Si vous avez récemment remarqué des termes comme « relais Codex » ou « relais d'API Codex » apparaître dans des forums de développeurs et des groupes de discussion, c'est sans doute parce que vous utilisez déjà — ou envisagez d'utiliser — Codex, l'agent de programmation officiel d'OpenAI. Comme Claude Code, Codex peut transmettre ses requêtes vers un endpoint tiers compatible avec le protocole OpenAI, et c'est précisément le fondement technique sur lequel repose tout l'écosystème « relais » qui s'est construit autour de lui. Cet article commence par expliquer ce qu'est Codex et pourquoi il prend en charge des API tierces, puis explique pourquoi les utilisateurs hors des États-Unis préfèrent souvent y accéder via un relais, et termine par un guide de configuration à suivre pas à pas, ainsi qu'une mise en garde sur les dépenses.

Qu'est-ce que Codex, et pourquoi peut-il se connecter à des API tierces ?

Ici, « Codex » désigne OpenAI Codex — la gamme officielle de produits/CLI d'agent de programmation d'OpenAI, construite sur la famille de modèles GPT-5-Codex spécialisés dans le code, qui fonctionne localement dans votre terminal, VS Code, Cursor et environnements similaires pour lire du code, le modifier, exécuter des commandes et ouvrir des pull requests pour vous. Contrairement à l'application web ChatGPT, l'authentification et l'adresse de l'endpoint du CLI Codex sont configurables par l'utilisateur — et c'est cette condition technique préalable qui rend possible tout l'écosystème « relais pour Codex ».

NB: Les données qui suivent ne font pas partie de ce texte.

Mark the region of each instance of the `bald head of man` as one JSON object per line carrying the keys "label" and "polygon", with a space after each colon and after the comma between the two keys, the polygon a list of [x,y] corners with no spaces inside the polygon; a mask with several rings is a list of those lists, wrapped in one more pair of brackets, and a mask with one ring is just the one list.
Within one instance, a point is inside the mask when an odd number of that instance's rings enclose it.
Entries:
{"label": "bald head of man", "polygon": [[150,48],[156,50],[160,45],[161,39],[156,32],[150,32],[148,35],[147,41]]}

Deux façons courantes de configurer un endpoint personnalisé

  • Variables d'environnement (la méthode la plus simple) : export OPENAI_API_KEY=votre-clé-de-relais combiné à export OPENAI_BASE_URL=https://votre-relais.exemple.com/v1. Deux points à surveiller : le protocole doit être https, et l'adresse doit se terminer par /v1 — c'est ainsi que le CLI Codex ajoute par défaut les chemins de requête.
  • L'approche config.toml : modifiez ~/.codex/config.toml pour écraser directement le base_url du provider openai intégré, ou ajoutez un nouveau provider personnalisé sous model_providers (en précisant des champs comme name, base_url, env_key et wire_api). Cette approche convient mieux si vous devez basculer entre plusieurs amonts, ou connecter Codex simultanément à OpenRouter, Azure, une passerelle auto-hébergée ou d'autres services tiers.

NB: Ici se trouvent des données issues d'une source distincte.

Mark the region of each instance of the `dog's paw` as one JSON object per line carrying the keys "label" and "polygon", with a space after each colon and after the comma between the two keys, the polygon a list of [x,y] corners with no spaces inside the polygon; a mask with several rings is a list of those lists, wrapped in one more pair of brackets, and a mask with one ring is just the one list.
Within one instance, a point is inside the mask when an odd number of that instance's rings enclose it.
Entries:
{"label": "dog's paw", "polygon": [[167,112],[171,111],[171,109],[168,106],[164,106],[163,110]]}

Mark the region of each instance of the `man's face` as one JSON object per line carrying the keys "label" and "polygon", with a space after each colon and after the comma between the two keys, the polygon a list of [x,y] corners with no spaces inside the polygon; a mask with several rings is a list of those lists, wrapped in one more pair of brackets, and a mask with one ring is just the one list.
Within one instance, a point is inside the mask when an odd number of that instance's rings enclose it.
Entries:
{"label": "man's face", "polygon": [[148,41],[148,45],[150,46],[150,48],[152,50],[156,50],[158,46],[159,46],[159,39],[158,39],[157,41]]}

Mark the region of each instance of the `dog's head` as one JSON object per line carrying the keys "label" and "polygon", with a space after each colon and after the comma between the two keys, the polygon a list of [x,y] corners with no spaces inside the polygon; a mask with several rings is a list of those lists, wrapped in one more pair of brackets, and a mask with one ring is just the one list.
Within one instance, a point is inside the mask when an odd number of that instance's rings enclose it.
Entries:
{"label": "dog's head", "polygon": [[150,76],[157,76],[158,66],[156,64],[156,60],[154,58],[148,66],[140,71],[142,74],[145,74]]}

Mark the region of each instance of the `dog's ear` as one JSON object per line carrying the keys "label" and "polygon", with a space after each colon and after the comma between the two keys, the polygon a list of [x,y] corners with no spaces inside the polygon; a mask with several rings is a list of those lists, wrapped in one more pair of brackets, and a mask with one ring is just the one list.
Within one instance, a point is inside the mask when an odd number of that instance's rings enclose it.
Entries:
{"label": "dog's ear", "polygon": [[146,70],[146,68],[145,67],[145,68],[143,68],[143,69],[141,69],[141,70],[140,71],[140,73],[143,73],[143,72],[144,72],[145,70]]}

Il y a une contrainte technique clé à souligner : Codex fonctionne sur la Responses API d'OpenAI (et non la Chat Completions API, plus familière). Cela signifie qu'un endpoint tiers doit implémenter la Responses API pour fonctionner correctement — sinon vous rencontrerez très probablement une erreur 404 ou « route introuvable » après configuration, ce qui est l'écueil le plus courant. Lors du choix d'un relais, il vaut mieux confirmer en amont qu'il prend explicitement en charge le protocole compatible OpenAI / la Responses API, plutôt que de se fier à une vague promesse de « tous modèles pris en charge ».

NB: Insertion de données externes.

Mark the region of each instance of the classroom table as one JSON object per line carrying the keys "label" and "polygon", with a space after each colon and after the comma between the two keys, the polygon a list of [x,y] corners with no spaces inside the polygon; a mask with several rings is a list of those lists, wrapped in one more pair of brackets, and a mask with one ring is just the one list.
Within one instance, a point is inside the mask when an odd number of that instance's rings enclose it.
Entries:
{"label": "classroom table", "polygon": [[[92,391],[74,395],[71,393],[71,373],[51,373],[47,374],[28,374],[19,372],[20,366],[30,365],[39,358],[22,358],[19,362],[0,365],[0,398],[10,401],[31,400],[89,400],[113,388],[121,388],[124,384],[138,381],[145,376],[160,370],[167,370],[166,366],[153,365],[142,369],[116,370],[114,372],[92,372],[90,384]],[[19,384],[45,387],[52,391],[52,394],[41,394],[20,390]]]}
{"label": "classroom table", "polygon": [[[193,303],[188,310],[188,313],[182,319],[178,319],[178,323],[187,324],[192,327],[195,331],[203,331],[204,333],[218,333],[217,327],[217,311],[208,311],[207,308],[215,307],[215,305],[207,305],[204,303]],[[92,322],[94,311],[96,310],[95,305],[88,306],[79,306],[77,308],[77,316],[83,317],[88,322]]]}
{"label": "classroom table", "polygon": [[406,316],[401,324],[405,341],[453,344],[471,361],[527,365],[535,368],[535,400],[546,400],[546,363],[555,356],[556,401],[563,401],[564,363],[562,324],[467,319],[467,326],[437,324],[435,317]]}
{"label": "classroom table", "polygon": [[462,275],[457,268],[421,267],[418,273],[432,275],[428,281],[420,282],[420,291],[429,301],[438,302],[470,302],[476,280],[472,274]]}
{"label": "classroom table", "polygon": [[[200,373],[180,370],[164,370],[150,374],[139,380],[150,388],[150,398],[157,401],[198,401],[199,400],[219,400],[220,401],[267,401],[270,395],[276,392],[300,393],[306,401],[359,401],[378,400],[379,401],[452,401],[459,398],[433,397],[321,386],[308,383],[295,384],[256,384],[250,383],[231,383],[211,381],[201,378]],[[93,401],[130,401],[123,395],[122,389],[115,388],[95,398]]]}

Pourquoi les développeurs préfèrent souvent un relais pour utiliser Codex

Si vous voulez simplement coder en local, pourquoi ne pas utiliser directement un compte OpenAI officiel ? Pour les développeurs hors des États-Unis, il existe plusieurs obstacles bien réels sur le chemin officiel, et un relais en résout essentiellement tout le lot d'un coup :

  • Friction réseau, compte et paiement : le site d'OpenAI et api.openai.com peuvent être peu fiables à atteindre directement depuis certaines régions et nécessitent souvent un proxy ; les abonnements ChatGPT Plus/Pro (un prérequis pour l'une des méthodes de connexion de Codex) fonctionnent via Stripe, dont la prise en charge des cartes bancaires locales est parfois limitée ; la connexion se heurte aussi fréquemment aux contrôles de risque liés à la vérification par téléphone. Ce qu'un relais propose à la place, c'est un « nœud en connexion directe + moyens de paiement locaux + un pool de comptes déjà validés » — vous récupérez une API Key et un base_url, vous les insérez dans votre configuration, et c'est parti, sans passer par toute la corvée de configurer un proxy, une carte en devise étrangère, et la vérification téléphonique par vous-même.
  • Une seule clé pour piloter Codex, Claude Code et Gemini CLI à la fois : de nombreux relais regroupent « Claude Code / Codex / Gemini CLI » comme une offre groupée — la même clé API et la même adresse d'endpoint peuvent piloter les trois agents de programmation majeurs, il suffit de pointer différents réglages base_url/model_provider vers eux. Pour les développeurs qui aiment comparer et alterner entre plusieurs agents, cette expérience « tout-en-un » est nettement plus pratique que de s'inscrire séparément à plusieurs comptes officiels.
  • Une expérience prête à l'emploi, sans proxy : comparé à un VPN, la « connexion directe » est l'argument de différenciation central d'un relais face aux canaux officiels comme face à des agrégateurs comme OpenRouter — pas besoin de configurer un proxy supplémentaire, ça fonctionne tout de suite après l'inscription.
  • Un risque de compte transféré : OpenAI et Anthropic ont tous deux récemment renforcé les contrôles de risque sur les comptes liés aux agents de programmation, et les récits de « bannissements en masse » reviennent régulièrement dans les communautés de développeurs. Utiliser le pool de comptes d'un relais transfère le risque qu'un compte donné soit restreint vers l'opérateur du relais — un utilisateur peut simplement basculer vers un autre compte du relais et continuer — mais cela signifie aussi que la fiabilité du service dépend fortement de l'état de santé du pool de comptes du relais lui-même.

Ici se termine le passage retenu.